Sylvia Scarlett
Directed by George Cukor
1935/USA
Radio Pictures
First viewing
[box] Michael Fane: [speaking to Sylvia dressed as a boy] “I say, uh! I know what it is that gives me a queer feeling when I look at you. There’s something in you to be painted.”[/box]
This box-office bomb has everything going for it but a coherent script. Sylvia Scarlett (Katharine Hepburn) has lost her mother and her father (Edmund Gwenn) is an embezzler. They flee France for England, Sylvia disguised as a boy for reasons that are pretty unconvincing. On the crossing, they meet Cockney con artist Monkley (Cary Grant). After Sylvia/Sylvester repeatedly foils every scam the men try to work in London, the trio hooks up with a singer and decides to work as a traveling theater company touring seaside towns. Sylvia becomes enamoured of artist Michael (Brian Aherne) and reveals her gender but Michael is in love with an unfaithful Russian. After more comedy and drama, everybody pairs off satisfactorily.

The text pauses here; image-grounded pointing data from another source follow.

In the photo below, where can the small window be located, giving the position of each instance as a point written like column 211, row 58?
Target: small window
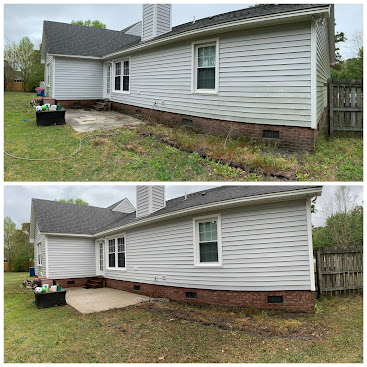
column 39, row 254
column 275, row 299
column 117, row 252
column 208, row 249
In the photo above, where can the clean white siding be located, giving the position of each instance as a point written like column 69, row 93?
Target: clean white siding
column 40, row 238
column 78, row 79
column 135, row 30
column 265, row 247
column 71, row 257
column 49, row 67
column 322, row 66
column 264, row 77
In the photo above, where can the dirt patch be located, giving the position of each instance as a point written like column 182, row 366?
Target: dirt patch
column 259, row 324
column 206, row 154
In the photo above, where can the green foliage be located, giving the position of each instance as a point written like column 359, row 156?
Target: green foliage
column 89, row 23
column 17, row 249
column 73, row 201
column 350, row 68
column 341, row 229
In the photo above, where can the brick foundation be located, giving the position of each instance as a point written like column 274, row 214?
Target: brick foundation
column 76, row 103
column 293, row 301
column 292, row 138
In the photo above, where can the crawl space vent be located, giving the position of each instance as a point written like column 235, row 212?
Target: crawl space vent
column 191, row 295
column 275, row 299
column 270, row 134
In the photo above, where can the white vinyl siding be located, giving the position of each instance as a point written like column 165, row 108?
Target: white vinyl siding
column 71, row 257
column 264, row 77
column 265, row 247
column 49, row 75
column 39, row 239
column 322, row 66
column 78, row 79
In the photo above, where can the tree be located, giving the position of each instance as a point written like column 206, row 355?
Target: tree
column 72, row 201
column 89, row 23
column 344, row 223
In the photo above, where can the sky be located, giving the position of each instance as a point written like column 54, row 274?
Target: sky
column 17, row 198
column 27, row 19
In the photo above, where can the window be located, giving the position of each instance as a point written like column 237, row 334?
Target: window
column 39, row 254
column 117, row 253
column 208, row 247
column 205, row 73
column 122, row 76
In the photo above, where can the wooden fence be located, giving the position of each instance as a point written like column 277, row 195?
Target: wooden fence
column 339, row 270
column 345, row 105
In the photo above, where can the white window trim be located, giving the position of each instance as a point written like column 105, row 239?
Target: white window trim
column 122, row 76
column 196, row 222
column 194, row 64
column 39, row 252
column 107, row 253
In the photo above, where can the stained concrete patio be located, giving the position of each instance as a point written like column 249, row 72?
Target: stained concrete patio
column 101, row 299
column 89, row 120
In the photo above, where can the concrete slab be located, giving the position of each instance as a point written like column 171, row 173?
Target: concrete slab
column 101, row 299
column 84, row 121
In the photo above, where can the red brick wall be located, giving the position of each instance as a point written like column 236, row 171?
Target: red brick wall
column 292, row 138
column 293, row 301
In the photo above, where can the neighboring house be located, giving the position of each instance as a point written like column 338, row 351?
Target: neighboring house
column 259, row 72
column 232, row 245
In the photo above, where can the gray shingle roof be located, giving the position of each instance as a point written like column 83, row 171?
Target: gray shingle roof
column 56, row 217
column 72, row 39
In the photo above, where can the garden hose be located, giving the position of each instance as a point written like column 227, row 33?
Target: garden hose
column 59, row 158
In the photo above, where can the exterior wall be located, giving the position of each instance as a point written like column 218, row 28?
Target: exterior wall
column 40, row 238
column 49, row 87
column 265, row 248
column 135, row 30
column 293, row 301
column 290, row 137
column 78, row 79
column 264, row 78
column 71, row 257
column 322, row 67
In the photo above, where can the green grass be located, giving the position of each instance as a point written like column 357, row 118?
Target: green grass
column 129, row 156
column 151, row 334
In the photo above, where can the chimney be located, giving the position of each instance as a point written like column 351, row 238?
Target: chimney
column 149, row 199
column 156, row 20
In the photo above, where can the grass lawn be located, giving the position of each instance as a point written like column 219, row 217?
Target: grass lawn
column 178, row 333
column 157, row 153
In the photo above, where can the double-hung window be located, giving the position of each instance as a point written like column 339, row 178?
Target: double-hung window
column 207, row 237
column 117, row 252
column 206, row 69
column 39, row 254
column 122, row 76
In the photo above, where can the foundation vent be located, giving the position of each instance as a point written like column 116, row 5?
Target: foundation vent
column 275, row 299
column 270, row 134
column 191, row 295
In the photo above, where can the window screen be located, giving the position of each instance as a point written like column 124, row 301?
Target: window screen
column 206, row 59
column 208, row 241
column 111, row 253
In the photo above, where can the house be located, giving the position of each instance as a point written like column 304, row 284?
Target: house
column 231, row 245
column 259, row 72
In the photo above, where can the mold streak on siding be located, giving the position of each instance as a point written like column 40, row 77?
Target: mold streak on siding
column 71, row 257
column 265, row 247
column 264, row 77
column 78, row 79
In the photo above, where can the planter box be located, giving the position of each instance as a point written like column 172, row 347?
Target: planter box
column 45, row 300
column 47, row 118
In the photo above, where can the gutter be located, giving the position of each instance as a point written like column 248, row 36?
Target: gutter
column 258, row 199
column 237, row 24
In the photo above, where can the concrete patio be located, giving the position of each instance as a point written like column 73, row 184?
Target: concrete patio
column 89, row 120
column 101, row 299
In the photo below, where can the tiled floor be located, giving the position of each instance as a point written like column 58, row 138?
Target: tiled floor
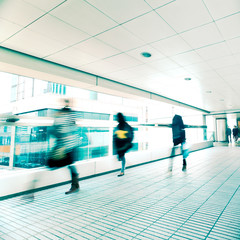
column 147, row 203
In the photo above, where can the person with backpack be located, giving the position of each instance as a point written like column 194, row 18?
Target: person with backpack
column 64, row 152
column 122, row 140
column 179, row 137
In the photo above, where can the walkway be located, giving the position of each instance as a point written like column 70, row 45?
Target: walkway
column 147, row 203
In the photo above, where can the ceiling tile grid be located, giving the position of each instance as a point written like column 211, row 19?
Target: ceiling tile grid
column 198, row 39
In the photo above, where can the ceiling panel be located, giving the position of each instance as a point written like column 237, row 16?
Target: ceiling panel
column 124, row 61
column 202, row 36
column 33, row 43
column 214, row 51
column 158, row 3
column 229, row 26
column 121, row 39
column 222, row 8
column 185, row 14
column 164, row 64
column 198, row 68
column 121, row 11
column 96, row 48
column 137, row 53
column 187, row 58
column 234, row 45
column 229, row 70
column 172, row 45
column 103, row 66
column 8, row 29
column 13, row 10
column 71, row 57
column 149, row 27
column 83, row 16
column 57, row 30
column 222, row 62
column 45, row 5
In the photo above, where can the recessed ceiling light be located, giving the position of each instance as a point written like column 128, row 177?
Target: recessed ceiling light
column 146, row 54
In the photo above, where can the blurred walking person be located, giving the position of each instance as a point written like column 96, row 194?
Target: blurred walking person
column 64, row 152
column 235, row 133
column 122, row 140
column 229, row 135
column 179, row 137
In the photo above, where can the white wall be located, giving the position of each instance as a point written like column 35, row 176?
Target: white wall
column 22, row 180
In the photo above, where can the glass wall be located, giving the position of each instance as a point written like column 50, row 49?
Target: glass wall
column 33, row 143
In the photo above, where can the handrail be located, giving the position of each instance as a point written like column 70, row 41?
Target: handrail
column 48, row 121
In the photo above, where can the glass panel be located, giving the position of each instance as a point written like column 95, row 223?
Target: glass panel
column 5, row 143
column 31, row 146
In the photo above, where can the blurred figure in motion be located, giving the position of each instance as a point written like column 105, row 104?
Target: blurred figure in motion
column 122, row 140
column 229, row 134
column 235, row 133
column 64, row 152
column 178, row 134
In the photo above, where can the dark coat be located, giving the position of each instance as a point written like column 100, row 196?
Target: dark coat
column 122, row 138
column 178, row 132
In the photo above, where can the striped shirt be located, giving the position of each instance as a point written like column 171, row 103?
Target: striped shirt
column 66, row 130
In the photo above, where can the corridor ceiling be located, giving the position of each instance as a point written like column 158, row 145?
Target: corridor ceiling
column 196, row 39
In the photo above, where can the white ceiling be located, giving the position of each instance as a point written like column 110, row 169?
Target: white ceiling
column 197, row 39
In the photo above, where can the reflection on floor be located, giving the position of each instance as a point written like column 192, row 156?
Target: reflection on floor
column 148, row 202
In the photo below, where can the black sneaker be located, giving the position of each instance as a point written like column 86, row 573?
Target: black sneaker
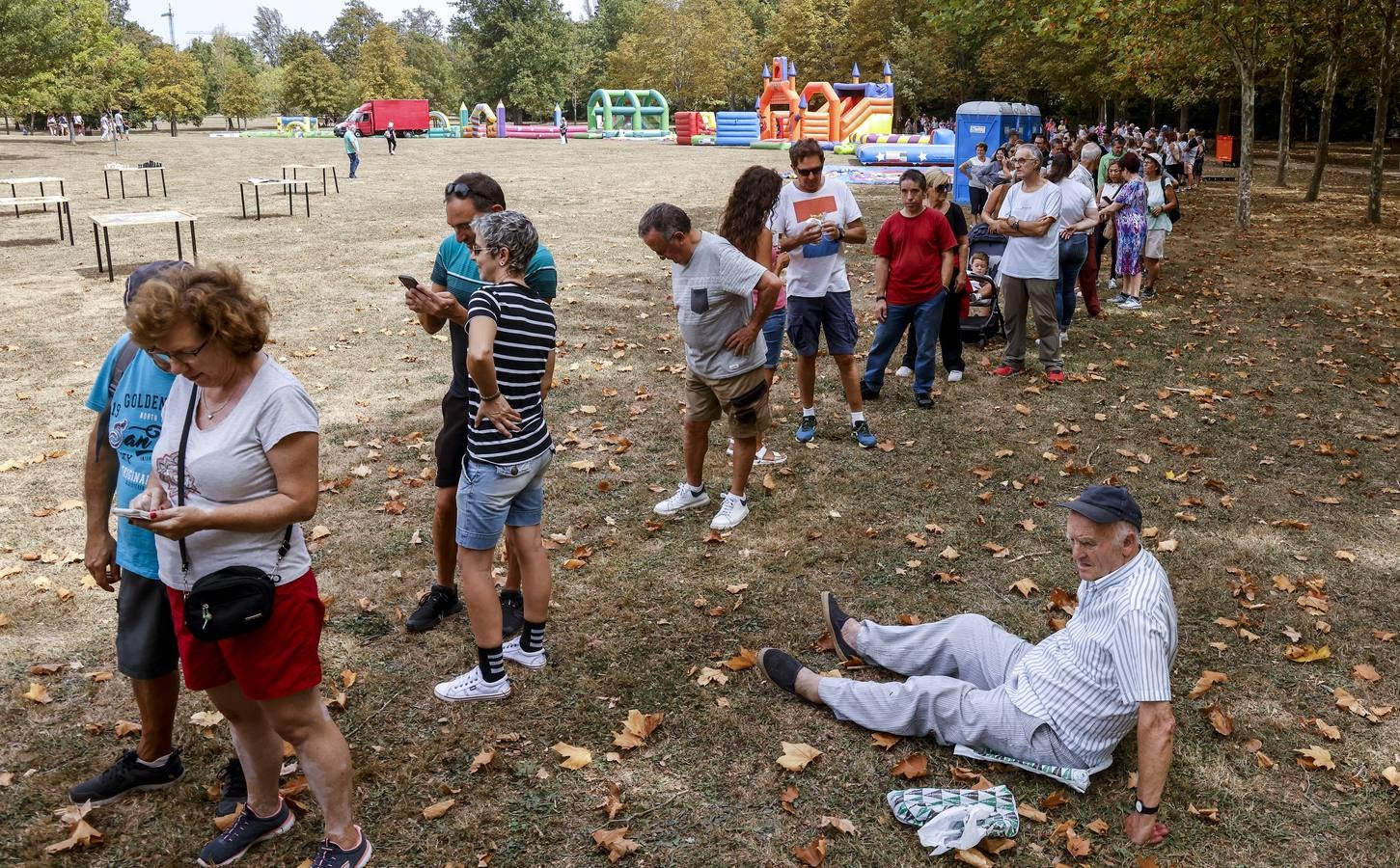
column 435, row 605
column 512, row 612
column 247, row 830
column 332, row 855
column 126, row 774
column 235, row 788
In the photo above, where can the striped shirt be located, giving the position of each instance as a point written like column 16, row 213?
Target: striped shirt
column 524, row 340
column 1116, row 651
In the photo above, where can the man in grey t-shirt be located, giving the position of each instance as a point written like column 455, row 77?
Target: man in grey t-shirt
column 721, row 326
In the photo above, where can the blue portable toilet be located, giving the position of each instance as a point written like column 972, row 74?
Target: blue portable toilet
column 989, row 122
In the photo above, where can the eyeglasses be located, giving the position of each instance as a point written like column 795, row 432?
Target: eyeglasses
column 180, row 356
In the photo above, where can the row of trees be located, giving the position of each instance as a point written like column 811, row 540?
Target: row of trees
column 1088, row 59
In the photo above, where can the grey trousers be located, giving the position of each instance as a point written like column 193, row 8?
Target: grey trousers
column 1017, row 294
column 955, row 691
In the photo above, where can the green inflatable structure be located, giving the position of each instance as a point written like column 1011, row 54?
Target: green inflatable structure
column 635, row 114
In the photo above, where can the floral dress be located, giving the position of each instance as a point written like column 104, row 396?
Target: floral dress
column 1130, row 227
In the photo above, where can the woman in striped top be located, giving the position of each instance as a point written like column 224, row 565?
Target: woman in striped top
column 509, row 362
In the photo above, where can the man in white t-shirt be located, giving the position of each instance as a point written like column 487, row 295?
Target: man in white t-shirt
column 813, row 219
column 1030, row 265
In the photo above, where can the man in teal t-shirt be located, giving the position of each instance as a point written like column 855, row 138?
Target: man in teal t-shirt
column 127, row 396
column 455, row 278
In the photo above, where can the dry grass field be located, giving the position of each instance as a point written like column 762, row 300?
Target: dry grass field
column 1251, row 409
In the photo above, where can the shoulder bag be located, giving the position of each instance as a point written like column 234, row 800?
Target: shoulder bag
column 232, row 601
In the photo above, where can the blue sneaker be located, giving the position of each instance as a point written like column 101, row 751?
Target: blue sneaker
column 863, row 434
column 332, row 855
column 247, row 830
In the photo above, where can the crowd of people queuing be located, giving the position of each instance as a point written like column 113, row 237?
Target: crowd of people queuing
column 208, row 449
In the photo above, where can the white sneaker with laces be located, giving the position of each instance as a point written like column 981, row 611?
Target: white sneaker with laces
column 471, row 685
column 531, row 660
column 683, row 499
column 731, row 513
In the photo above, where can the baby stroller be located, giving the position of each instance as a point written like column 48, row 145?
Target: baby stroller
column 984, row 321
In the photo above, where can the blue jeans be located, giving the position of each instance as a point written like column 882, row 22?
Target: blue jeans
column 1073, row 254
column 927, row 318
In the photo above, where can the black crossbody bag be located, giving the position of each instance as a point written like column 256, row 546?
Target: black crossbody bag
column 232, row 601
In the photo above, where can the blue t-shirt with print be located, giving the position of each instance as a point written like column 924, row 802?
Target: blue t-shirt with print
column 132, row 430
column 455, row 269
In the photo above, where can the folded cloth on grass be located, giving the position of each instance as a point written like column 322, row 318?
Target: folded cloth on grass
column 956, row 819
column 1074, row 778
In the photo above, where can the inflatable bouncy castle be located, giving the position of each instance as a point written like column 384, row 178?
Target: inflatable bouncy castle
column 823, row 111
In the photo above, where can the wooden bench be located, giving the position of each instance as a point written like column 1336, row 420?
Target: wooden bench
column 322, row 168
column 107, row 222
column 124, row 170
column 59, row 202
column 286, row 183
column 15, row 182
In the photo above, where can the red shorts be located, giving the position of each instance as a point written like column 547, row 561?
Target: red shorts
column 280, row 658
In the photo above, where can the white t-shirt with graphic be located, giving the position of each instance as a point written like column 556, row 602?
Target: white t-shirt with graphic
column 815, row 269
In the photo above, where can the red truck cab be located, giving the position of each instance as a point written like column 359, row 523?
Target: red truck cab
column 409, row 118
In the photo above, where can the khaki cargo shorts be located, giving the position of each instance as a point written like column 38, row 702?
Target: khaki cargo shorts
column 744, row 399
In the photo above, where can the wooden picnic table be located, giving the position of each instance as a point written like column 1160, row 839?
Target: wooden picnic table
column 107, row 222
column 322, row 168
column 121, row 176
column 286, row 183
column 15, row 182
column 61, row 203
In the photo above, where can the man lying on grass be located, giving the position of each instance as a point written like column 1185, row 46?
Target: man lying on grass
column 1065, row 701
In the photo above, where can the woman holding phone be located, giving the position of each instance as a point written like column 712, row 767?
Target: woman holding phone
column 234, row 474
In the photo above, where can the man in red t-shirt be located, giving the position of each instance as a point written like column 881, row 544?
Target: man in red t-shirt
column 915, row 255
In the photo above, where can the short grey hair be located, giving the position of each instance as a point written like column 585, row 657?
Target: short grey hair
column 508, row 231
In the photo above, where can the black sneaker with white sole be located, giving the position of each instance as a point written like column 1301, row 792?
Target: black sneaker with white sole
column 124, row 775
column 248, row 829
column 435, row 605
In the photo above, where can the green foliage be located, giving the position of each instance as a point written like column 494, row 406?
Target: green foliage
column 382, row 71
column 174, row 86
column 313, row 84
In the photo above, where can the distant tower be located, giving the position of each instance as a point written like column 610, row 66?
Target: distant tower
column 170, row 14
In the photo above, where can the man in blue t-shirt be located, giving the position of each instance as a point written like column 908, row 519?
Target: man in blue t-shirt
column 455, row 278
column 127, row 397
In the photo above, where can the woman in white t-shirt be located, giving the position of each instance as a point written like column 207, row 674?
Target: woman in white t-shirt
column 251, row 444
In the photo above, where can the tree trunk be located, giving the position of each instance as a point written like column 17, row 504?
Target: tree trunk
column 1329, row 92
column 1247, row 145
column 1285, row 115
column 1378, row 133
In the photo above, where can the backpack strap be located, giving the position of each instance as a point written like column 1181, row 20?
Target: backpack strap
column 124, row 362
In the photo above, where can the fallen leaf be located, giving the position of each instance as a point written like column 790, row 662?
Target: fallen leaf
column 574, row 758
column 797, row 755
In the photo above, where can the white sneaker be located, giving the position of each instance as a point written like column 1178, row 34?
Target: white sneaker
column 531, row 660
column 731, row 513
column 683, row 499
column 471, row 685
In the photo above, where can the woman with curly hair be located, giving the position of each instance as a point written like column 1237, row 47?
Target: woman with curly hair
column 745, row 224
column 233, row 476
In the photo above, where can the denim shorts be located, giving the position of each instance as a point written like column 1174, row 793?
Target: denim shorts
column 492, row 498
column 773, row 337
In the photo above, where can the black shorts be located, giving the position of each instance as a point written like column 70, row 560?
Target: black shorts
column 450, row 447
column 146, row 643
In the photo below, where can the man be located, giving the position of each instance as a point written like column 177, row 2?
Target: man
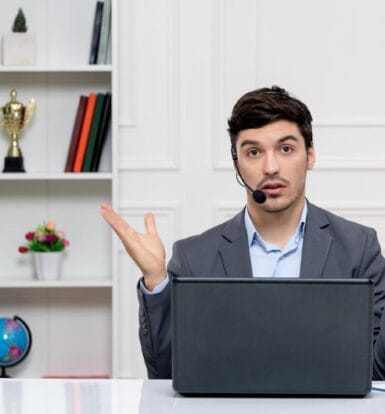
column 281, row 234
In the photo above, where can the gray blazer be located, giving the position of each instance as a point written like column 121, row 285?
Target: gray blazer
column 333, row 248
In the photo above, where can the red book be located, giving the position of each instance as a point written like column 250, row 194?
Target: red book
column 76, row 133
column 85, row 132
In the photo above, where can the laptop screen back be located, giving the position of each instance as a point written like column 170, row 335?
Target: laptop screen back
column 272, row 336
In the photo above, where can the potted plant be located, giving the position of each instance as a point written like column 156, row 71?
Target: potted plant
column 47, row 245
column 19, row 47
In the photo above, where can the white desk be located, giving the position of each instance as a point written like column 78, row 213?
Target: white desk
column 51, row 396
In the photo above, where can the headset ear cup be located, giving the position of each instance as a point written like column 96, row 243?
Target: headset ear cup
column 234, row 155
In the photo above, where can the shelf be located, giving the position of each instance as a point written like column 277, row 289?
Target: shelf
column 55, row 176
column 56, row 69
column 75, row 283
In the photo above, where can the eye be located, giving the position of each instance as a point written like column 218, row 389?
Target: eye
column 286, row 149
column 253, row 153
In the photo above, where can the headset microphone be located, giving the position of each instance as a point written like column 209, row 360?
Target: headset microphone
column 258, row 195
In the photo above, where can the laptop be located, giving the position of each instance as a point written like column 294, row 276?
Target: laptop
column 272, row 336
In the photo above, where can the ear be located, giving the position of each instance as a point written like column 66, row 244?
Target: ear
column 310, row 158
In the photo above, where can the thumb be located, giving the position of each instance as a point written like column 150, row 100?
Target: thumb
column 149, row 222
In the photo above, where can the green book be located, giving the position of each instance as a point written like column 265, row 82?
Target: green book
column 93, row 132
column 104, row 33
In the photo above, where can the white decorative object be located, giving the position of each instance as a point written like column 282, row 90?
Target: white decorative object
column 48, row 265
column 19, row 49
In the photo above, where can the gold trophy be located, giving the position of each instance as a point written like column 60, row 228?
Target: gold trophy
column 14, row 116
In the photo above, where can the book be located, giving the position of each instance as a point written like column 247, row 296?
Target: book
column 102, row 133
column 93, row 132
column 84, row 134
column 96, row 32
column 104, row 33
column 76, row 133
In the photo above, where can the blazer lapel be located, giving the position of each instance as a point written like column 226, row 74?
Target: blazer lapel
column 234, row 249
column 316, row 244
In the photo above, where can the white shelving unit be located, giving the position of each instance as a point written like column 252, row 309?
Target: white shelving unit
column 73, row 320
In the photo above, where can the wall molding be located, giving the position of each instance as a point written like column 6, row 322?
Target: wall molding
column 172, row 102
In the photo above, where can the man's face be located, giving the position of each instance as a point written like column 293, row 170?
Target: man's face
column 274, row 159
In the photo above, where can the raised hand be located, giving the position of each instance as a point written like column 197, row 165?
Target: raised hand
column 146, row 249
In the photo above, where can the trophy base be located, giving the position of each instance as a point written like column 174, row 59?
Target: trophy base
column 13, row 164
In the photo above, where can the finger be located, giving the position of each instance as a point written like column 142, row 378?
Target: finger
column 117, row 223
column 149, row 222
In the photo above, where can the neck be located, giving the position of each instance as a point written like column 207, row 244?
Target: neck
column 276, row 227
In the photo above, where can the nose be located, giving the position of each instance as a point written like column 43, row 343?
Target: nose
column 271, row 164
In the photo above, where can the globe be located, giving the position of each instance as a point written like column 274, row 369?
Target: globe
column 15, row 342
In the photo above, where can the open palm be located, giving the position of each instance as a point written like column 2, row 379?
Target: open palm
column 146, row 249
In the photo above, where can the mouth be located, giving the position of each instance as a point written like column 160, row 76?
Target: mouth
column 273, row 188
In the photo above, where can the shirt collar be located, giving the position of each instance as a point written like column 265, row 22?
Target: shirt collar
column 251, row 231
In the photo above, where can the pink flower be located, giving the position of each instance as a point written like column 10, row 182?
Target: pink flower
column 30, row 235
column 51, row 238
column 50, row 226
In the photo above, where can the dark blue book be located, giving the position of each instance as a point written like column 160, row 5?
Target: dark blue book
column 96, row 32
column 102, row 132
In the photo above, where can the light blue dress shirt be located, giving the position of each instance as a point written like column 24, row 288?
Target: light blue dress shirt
column 267, row 260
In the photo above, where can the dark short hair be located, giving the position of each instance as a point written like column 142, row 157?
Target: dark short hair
column 263, row 106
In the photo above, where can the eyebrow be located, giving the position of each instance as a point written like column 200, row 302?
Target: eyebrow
column 280, row 141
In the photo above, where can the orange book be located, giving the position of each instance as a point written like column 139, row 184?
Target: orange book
column 85, row 132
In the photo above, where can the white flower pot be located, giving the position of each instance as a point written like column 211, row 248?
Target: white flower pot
column 48, row 265
column 19, row 49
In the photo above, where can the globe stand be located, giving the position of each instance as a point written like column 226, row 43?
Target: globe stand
column 3, row 373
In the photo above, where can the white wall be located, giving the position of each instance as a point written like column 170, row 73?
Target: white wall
column 183, row 63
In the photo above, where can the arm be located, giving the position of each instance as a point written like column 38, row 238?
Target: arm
column 373, row 267
column 155, row 321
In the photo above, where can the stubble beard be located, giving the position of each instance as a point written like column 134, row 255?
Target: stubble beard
column 273, row 204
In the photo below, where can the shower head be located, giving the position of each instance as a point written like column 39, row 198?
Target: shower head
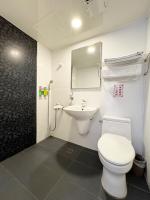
column 49, row 85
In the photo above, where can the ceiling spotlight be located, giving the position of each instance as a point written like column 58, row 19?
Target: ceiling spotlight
column 91, row 50
column 76, row 23
column 15, row 53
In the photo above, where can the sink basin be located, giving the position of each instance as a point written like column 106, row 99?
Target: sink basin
column 82, row 116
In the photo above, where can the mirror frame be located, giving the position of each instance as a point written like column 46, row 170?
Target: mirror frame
column 100, row 68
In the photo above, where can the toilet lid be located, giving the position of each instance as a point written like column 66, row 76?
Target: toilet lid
column 116, row 149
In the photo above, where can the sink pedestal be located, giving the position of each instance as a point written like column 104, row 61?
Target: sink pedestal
column 83, row 126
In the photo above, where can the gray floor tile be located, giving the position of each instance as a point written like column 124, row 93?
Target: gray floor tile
column 66, row 190
column 24, row 163
column 58, row 170
column 52, row 144
column 87, row 178
column 89, row 158
column 40, row 181
column 138, row 182
column 58, row 162
column 13, row 190
column 135, row 194
column 69, row 150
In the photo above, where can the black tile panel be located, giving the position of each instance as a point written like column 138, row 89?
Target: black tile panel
column 18, row 54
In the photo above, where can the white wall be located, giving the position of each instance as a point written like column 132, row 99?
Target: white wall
column 122, row 42
column 43, row 78
column 147, row 112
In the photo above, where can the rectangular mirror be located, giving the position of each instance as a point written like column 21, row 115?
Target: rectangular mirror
column 86, row 64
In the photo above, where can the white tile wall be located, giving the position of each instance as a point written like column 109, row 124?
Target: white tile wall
column 122, row 42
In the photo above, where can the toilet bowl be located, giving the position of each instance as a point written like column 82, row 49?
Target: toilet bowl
column 116, row 153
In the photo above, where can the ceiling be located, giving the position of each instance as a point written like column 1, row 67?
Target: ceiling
column 81, row 58
column 48, row 21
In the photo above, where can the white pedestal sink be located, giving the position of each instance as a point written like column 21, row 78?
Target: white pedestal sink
column 82, row 116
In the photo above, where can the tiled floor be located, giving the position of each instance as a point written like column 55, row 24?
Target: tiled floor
column 57, row 170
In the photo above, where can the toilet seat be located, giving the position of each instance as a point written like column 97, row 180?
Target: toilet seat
column 116, row 149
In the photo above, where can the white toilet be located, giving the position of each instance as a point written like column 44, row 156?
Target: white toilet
column 116, row 154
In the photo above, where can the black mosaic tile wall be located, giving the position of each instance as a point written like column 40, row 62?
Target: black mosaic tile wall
column 17, row 90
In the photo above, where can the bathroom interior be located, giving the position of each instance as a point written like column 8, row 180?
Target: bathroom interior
column 64, row 136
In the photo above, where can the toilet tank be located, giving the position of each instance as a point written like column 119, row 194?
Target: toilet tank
column 116, row 125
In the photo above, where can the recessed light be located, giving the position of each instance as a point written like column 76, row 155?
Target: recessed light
column 15, row 53
column 76, row 23
column 91, row 50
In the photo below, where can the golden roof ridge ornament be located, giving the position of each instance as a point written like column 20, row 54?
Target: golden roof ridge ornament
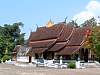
column 50, row 23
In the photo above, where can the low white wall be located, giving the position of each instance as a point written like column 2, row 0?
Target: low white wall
column 23, row 59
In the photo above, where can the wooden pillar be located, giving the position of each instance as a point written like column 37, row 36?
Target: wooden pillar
column 30, row 59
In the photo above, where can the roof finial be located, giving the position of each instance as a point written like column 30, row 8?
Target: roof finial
column 50, row 23
column 36, row 26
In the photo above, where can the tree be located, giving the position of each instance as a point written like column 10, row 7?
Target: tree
column 10, row 35
column 93, row 41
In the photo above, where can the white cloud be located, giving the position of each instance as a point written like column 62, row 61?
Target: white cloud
column 91, row 10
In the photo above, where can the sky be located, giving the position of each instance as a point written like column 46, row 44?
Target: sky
column 39, row 12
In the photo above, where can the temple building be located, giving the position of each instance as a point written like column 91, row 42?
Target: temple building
column 56, row 41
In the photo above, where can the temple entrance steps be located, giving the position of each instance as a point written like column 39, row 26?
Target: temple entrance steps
column 94, row 64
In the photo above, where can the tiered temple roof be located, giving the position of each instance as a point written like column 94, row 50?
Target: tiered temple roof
column 61, row 38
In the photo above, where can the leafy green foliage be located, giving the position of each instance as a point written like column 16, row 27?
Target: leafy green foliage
column 93, row 41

This never grabbed me. The dialogue is pretty fey and the story is all over the place. Grant’s Cockney accent is fairly bad but he does a good job as a rogue and it’s interesting to see him not as the love interest for a change. Everybody else tries mightily to overcome their material with varied success. With the cast and personnel it should have been a classic. Too bad.